Dubai Police on Sunday launched a campaign to crack down on gangs forcing domestic workers into prostitution. It also promised that trafficked housemaids will not be prosecuted, in an attempt to encourage more to come forward and report the crimes.
Housemaids are often recruited to the UAE with the promise of good jobs but then taken to brothels on arrival, according to reports in local media. Dr Mohammed Al Murr, director of Dubai Police’s human rights department, was quoted as saying in Khaleej Times: “[Traffickers] pick them up from the airport and take them to houses and flats and force them to work in prostitution.
“Usually [the maids’] are threatened so they will not call police.”
In other instances, housemaids work for their sponsor for a period of time and are later targeted by trafficking gangs.
“Maids are often lured to run away from their sponsor with promises of a better life and more money. But then they find themselves forced into prostitution,” Al Murr said.
“There has been a reduction in the instances of this crime and number of victims, but still we want to put an end to this.”
The newspaper cited figures provided by Colonel Abdul Rahman bin Shafi, director of Dubai Police’s General Department of Organised Crime, which showed UAE authorities recorded 37 human trafficking victims in 2012, of which 13 were maids.
In 2013, the number dropped to 13 victims, including four maids. Last year six cases were reported, of which three were maids. The average age of victims was 21-years-old.
In July, a man was jailed for five years for luring an Indonesian maid from her sponsor and forcing her into prostitution.

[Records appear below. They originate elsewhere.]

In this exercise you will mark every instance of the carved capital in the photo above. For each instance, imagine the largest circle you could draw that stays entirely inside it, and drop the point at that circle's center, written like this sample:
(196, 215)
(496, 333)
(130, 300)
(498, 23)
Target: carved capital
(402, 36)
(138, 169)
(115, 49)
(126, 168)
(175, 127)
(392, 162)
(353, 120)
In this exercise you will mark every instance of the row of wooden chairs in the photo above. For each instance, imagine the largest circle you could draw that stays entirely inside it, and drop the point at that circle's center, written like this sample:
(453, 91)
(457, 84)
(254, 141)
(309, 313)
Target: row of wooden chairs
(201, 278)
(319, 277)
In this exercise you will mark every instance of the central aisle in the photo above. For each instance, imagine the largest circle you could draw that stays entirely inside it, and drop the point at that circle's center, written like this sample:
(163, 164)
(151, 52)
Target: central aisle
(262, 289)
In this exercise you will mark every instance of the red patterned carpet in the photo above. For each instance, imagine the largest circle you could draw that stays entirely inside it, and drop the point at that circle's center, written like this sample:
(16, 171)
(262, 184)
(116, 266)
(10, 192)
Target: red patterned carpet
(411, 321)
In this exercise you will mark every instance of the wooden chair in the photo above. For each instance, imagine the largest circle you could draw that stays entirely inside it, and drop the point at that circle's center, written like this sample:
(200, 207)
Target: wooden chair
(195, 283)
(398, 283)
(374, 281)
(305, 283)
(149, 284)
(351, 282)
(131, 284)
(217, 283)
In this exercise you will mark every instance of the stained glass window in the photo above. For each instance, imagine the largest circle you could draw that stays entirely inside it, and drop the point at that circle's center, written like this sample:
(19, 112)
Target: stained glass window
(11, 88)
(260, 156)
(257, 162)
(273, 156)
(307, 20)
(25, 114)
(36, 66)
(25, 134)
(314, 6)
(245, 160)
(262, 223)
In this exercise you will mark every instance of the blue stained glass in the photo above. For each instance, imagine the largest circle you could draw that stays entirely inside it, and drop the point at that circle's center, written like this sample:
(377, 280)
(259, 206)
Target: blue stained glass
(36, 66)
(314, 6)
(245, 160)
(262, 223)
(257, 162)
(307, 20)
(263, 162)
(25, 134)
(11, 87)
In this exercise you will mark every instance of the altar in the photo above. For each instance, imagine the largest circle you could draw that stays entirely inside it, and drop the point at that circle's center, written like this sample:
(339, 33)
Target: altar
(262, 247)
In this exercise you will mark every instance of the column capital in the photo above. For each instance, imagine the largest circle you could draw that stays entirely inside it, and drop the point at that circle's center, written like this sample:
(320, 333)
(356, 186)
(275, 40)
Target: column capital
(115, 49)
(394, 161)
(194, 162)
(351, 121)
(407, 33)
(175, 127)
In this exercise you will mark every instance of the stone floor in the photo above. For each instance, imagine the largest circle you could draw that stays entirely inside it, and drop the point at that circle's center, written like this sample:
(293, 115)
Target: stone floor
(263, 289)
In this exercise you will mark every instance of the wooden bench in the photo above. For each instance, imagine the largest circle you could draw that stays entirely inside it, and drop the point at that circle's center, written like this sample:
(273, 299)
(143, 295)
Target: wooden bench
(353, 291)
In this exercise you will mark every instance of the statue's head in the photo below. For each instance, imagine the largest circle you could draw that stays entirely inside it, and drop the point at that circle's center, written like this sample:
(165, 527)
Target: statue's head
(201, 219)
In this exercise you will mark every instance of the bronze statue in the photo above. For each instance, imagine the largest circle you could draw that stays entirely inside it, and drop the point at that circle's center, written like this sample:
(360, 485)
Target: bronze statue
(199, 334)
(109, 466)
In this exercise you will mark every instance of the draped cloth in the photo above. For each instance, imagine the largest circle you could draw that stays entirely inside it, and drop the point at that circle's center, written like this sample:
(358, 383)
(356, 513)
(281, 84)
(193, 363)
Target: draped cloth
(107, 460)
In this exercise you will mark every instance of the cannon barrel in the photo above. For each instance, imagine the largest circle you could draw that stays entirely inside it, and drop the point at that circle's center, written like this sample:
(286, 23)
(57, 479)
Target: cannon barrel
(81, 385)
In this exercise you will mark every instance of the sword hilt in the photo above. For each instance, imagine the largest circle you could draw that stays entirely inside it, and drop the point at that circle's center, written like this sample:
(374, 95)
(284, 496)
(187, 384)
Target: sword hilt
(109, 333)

It was reported at the time that the 31-year-old maid absconded from her sponsor after being promised a better job, but was taken to a flat where she and three others were beaten up and threatened until they agreed to work as a prostitute.
The woman worked for two weeks and then managed to escape from the flat.
To tackle the issue, Dubai Police has launched a campaign to raise awareness of trafficking scams among recruitment agencies and local communities.
As part of the campaign, Dubai Police officials are to visit 111 recruitment offices across Dubai and distribute information pamphlets in nine languages among those arriving at Dubai’s airports.
Additionally, the General Directorate of Residency and Foreigners Affairs will help to spread awareness among domestic workers seeking employment in the UAE.
Dubai Police has also promised that trafficked housemaids will not be prosecuted, 7Days reported, as fear of being arrested for prostitution or absconding from sponsorship is one of the main reasons trafficked housemaids do not seek help.
In some cases, the newspaper said, their passports are confiscated and they find themselves trapped in the UAE.
The campaign will continue for two years and its success will be monitored.
Saeed Al Ghafli, assistant undersecretary for Federal National Council Affairs, as saying the campaign is part of a national strategy to combat human trafficking and prevent “debt slavery” – where workers are forced to work off their debts to recruitment agencies that bring them to the UAE.